According to Michael Twidale, a professor in the Graduate School of Library and Information Science, Obama's commitment to making more government data available to the public through the Internet than his predecessors is a "progression of the great experiment of American democracy."
"With the Freedom of Information Act, you request information in writing, and people will physically go and look up it up, copy all the relevant information, and then mail it to you," Twidale said. "That's definitely better than nothing, but creating a 'Google for government' by putting all non-secret government data online so anyone can search for what they're looking for is a much faster and more efficient solution."
For the purposes of democracy, by increasing not only the amount of information that's available but also rendering it available at any hour of the day, any day of the week, the effect on government accountability will be considerable, Twidale said, because the governed will now "be able to kick up a fuss earlier rather than later."
"For example, when government contracts and bidding processes are made available for download with just a few clicks of a mouse, you get more eyeballs looking at these documents, which will lead to someone noticing earlier when things look fishy, which also means something that looks untoward gets kicked up to the mainstream media a lot earlier," Twidale said.
"If you have a free press, the truth eventually comes out, but it can be years after the fact, when it's invariably too late to fix."
One of the simplest and most cost-effective ways that the Obama administration can increase "openness" in government, Twidale said, is to publish all official data and documents in open, machine-readable file formats.
An open file format, Twidale said, is one whose specifications is public and fully documented, and has no patent or copyright restrictions limiting its use.
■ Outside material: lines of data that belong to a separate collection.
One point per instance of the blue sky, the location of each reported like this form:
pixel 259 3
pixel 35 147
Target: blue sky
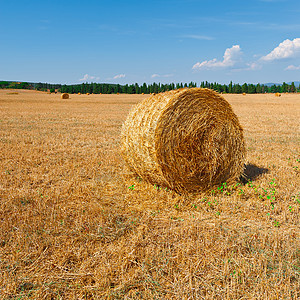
pixel 62 41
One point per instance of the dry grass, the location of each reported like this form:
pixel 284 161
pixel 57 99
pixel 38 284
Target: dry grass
pixel 186 140
pixel 74 226
pixel 65 96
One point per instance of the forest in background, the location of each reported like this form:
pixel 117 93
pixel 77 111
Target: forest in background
pixel 107 88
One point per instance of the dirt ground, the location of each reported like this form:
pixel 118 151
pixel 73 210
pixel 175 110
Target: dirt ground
pixel 75 225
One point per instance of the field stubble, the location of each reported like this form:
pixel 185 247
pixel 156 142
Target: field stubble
pixel 74 224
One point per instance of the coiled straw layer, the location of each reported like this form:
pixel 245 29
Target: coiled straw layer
pixel 187 140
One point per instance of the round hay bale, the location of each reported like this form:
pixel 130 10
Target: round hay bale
pixel 65 96
pixel 187 140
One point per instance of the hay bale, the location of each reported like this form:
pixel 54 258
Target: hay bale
pixel 65 96
pixel 187 140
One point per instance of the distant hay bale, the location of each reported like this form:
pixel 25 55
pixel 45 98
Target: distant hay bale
pixel 65 96
pixel 187 140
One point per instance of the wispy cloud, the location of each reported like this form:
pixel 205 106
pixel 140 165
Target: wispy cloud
pixel 119 76
pixel 198 37
pixel 88 77
pixel 292 68
pixel 286 49
pixel 164 76
pixel 231 58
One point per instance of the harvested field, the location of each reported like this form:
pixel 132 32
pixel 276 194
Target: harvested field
pixel 74 223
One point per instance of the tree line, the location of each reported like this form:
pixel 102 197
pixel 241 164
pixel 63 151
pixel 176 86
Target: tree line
pixel 106 88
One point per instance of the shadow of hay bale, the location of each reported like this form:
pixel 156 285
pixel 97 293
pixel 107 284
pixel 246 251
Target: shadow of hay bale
pixel 252 172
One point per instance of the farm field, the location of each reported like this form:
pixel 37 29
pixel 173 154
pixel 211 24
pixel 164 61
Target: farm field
pixel 75 224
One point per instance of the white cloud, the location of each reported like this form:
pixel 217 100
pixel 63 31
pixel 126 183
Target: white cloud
pixel 231 57
pixel 198 37
pixel 286 49
pixel 87 77
pixel 119 76
pixel 292 68
pixel 253 66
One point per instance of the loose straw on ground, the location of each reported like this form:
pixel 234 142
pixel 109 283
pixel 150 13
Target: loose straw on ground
pixel 64 96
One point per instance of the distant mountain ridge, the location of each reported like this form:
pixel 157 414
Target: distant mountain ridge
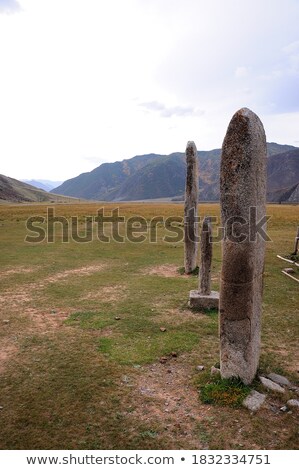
pixel 154 176
pixel 12 190
pixel 46 185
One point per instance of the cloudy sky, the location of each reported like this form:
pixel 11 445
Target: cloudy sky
pixel 83 82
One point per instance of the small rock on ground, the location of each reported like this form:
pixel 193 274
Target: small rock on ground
pixel 293 403
pixel 271 385
pixel 215 370
pixel 289 270
pixel 279 379
pixel 254 400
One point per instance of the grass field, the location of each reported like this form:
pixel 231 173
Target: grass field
pixel 81 344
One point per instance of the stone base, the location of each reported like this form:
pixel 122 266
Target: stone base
pixel 200 301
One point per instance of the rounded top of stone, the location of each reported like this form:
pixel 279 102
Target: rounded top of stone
pixel 246 113
pixel 190 143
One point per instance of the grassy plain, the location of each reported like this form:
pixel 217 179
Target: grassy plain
pixel 81 342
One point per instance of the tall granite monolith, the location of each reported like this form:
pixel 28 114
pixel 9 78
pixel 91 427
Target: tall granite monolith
pixel 296 243
pixel 190 209
pixel 204 298
pixel 243 199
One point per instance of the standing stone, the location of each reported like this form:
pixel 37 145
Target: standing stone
pixel 206 258
pixel 296 243
pixel 243 199
pixel 204 298
pixel 190 210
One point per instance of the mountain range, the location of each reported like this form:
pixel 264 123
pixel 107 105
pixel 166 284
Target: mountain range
pixel 46 185
pixel 155 176
pixel 12 190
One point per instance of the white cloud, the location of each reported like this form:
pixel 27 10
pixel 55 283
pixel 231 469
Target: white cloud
pixel 9 6
pixel 170 111
pixel 241 72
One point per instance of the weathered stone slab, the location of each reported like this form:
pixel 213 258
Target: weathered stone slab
pixel 242 193
pixel 200 301
pixel 190 209
pixel 271 385
pixel 204 298
pixel 254 400
pixel 205 257
pixel 279 379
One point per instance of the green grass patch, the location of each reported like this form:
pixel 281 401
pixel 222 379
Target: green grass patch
pixel 139 348
pixel 224 392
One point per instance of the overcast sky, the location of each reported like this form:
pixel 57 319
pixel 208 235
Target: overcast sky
pixel 84 82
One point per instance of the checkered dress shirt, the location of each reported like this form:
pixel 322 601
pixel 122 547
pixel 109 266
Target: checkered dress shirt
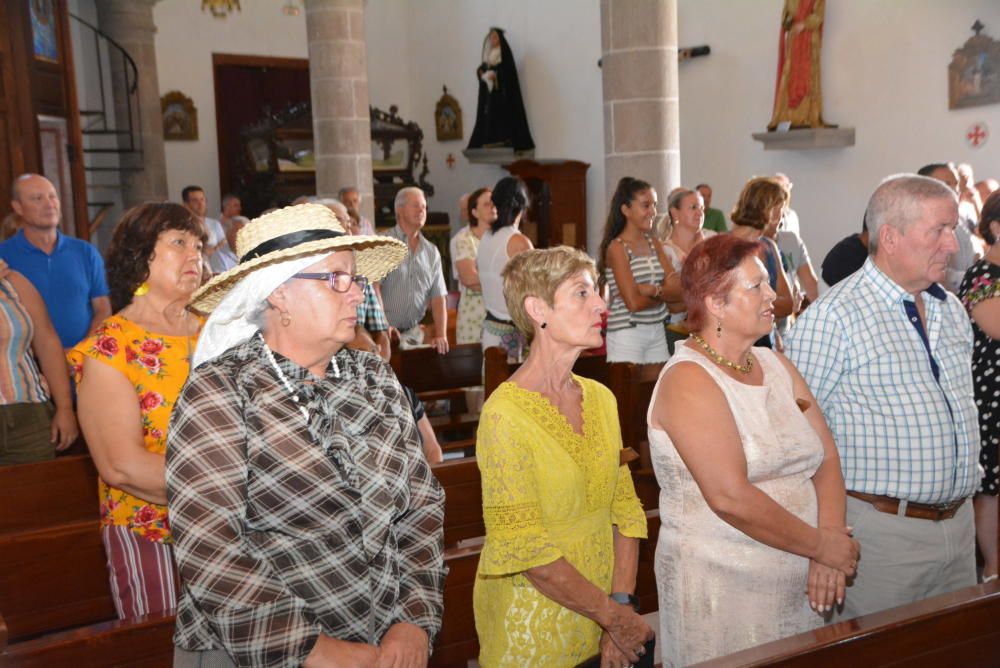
pixel 903 427
pixel 279 539
pixel 408 289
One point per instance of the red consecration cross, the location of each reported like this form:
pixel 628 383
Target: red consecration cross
pixel 976 135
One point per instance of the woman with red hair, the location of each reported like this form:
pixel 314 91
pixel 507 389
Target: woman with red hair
pixel 752 499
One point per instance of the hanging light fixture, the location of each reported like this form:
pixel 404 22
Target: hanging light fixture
pixel 220 8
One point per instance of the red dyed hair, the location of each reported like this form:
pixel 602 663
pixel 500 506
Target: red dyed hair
pixel 709 271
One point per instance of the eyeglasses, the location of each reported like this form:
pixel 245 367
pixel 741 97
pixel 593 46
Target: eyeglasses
pixel 340 281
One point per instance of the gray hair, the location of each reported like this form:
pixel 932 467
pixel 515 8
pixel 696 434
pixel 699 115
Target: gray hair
pixel 404 193
pixel 898 201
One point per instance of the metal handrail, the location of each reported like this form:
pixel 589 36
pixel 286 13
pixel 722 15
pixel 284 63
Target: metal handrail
pixel 128 58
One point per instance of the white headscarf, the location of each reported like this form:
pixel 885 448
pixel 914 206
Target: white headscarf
pixel 228 325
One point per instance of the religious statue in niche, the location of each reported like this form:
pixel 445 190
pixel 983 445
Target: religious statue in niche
pixel 798 102
pixel 448 118
pixel 500 118
pixel 974 72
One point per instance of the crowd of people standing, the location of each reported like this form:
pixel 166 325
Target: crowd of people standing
pixel 264 473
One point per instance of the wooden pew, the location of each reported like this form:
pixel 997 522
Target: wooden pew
pixel 956 629
pixel 425 371
pixel 497 369
pixel 463 499
pixel 44 494
pixel 457 642
pixel 435 377
pixel 632 385
pixel 56 607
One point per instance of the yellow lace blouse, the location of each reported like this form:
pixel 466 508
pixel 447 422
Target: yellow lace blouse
pixel 548 492
pixel 157 367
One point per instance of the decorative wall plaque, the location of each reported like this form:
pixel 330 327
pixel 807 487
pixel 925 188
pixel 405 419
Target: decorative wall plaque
pixel 180 117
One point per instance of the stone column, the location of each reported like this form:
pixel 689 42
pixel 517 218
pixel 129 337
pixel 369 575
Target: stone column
pixel 338 77
pixel 130 23
pixel 639 71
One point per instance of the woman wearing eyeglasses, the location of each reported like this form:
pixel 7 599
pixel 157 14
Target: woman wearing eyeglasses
pixel 307 523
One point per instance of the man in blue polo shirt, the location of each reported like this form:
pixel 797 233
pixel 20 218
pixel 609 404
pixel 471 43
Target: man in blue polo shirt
pixel 68 272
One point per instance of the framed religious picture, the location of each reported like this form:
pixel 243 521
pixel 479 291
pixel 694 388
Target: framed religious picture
pixel 180 117
pixel 448 118
pixel 974 72
pixel 45 42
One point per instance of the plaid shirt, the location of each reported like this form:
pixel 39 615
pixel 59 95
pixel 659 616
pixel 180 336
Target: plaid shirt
pixel 276 542
pixel 370 313
pixel 901 410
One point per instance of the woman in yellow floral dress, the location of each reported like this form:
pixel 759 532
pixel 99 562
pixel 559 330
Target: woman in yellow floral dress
pixel 129 374
pixel 557 572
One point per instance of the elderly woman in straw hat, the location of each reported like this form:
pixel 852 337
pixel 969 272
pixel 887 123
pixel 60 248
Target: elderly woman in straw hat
pixel 308 525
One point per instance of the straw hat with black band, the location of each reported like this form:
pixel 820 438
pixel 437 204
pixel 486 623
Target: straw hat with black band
pixel 271 249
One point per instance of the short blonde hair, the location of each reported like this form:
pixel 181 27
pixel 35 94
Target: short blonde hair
pixel 539 273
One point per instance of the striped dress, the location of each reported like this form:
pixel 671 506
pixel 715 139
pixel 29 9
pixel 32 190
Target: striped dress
pixel 645 269
pixel 20 380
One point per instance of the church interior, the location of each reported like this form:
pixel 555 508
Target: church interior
pixel 121 102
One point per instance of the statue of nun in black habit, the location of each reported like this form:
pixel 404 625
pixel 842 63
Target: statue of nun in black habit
pixel 500 117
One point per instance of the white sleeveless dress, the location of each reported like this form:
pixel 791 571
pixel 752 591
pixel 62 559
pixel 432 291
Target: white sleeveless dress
pixel 719 590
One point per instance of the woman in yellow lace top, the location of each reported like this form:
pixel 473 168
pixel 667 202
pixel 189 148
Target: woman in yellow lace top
pixel 563 522
pixel 129 373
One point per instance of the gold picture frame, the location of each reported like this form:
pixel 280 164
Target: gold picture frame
pixel 180 117
pixel 448 118
pixel 974 72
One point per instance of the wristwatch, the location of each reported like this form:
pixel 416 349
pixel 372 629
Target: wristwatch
pixel 625 599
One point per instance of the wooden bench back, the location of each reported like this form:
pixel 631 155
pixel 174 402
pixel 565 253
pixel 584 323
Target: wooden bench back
pixel 632 385
pixel 41 495
pixel 463 499
pixel 53 579
pixel 956 629
pixel 424 370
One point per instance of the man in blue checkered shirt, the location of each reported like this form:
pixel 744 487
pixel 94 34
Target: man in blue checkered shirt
pixel 887 352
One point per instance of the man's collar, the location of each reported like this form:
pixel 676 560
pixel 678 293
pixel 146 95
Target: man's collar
pixel 891 291
pixel 406 237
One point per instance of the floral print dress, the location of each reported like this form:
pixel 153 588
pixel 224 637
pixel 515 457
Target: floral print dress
pixel 157 366
pixel 982 282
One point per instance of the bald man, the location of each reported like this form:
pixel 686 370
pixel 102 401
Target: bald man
pixel 67 272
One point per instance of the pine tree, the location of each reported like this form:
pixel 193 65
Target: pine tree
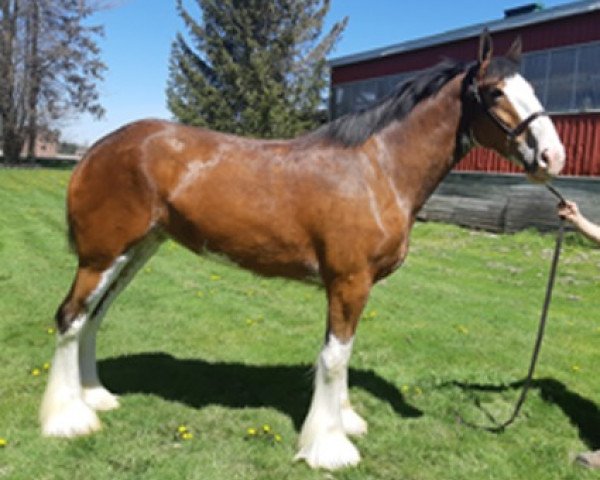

Proprietary file formats, on the other hand, are usually controlled and defined by private commercial interests and are often unreadable to users who don't have the correct operating system or software.
Historically, both business and government have chosen proprietary software and proprietary file formats created by corporations over their open source equivalents (think Microsoft Office versus OpenOffice, for example) for market-based reasons: Corporate behemoths and their wares are seen as ubiquitous and too big to fail, and if bought in bulk, "it's going to be something where the company is invested in that partnership as well," he said.
But for the purposes of public access to data, "you don't want to be in a situation where the people have to keep paying money simply to have access to data that's rightfully theirs," Twidale said.
That's why some European governments are already starting to use open file formats - not just because it's potentially more reliable and the cost of ownership may be lower, but for many of them, "it's also an ideological battle in that they want the data to be in a free format so that all citizens can have access to it," Twidale said.
Issues of security and national pride can also ratchet up the political pressure for foreign countries to consider open formats, Twidale said.
"Imagine if the U.S. stored its data in software formats controlled by a German or a Chinese company, so that Americans had to buy software from Germany or China in order to access their own data," Twidale said. "We're fortunate that most major software companies are based in the United States, so we don't have to worry about that issue. But things can change fast in the software industry, through foreign takeovers or innovative overseas startups exploding into the market."
An added benefit to saving information in an open, machine-readable format is that it allows anyone with a little bit of programming acumen to create so-called Web "mashups," where raw data from two or more sources are combined, processed and then visualized using various freely available online services and applications such as Google Maps to create a single integrated Web application.
Twidale cites Chicago Crime, the precursor to the EveryBlock suite of Web sites, as such an example.
"Chicago Crime is a classic mashup that takes raw data - in this case, crime reports - and combines it with Google Maps to give the data a more powerful visual presentation," Twidale said. "But you could also plug in other sources of data, as the EveryBlock sites do, to create a better picture of what's going on."
When information is freely available in an electronic form, people can "discover it, talk about it, process and analyze it," Twidale said.
"With more sophisticated mashups, you could also say, 'What correlates with crime? Is there surprisingly less crime in certain areas, and why?' There's a potential not just to visualize data, but to combine that data with other data to learn more about the fundamental causes of societal problems, and lead us to theorize about how we might improve the world."
If people have free, unfettered access to data, "they can combine it with other data in new ways that we've never even thought of, which can lead to new innovations and whole new kinds of industries," Twidale said.
"This can lead to new representations and even new uses for the data. And with some of those innovative ideas, the government may say, 'Hey, we really want to adopt that.' So they'll not just be outsourcing information, they'll be outsourcing innovation as well. We've seen this in the corporate sector, but not as much in government."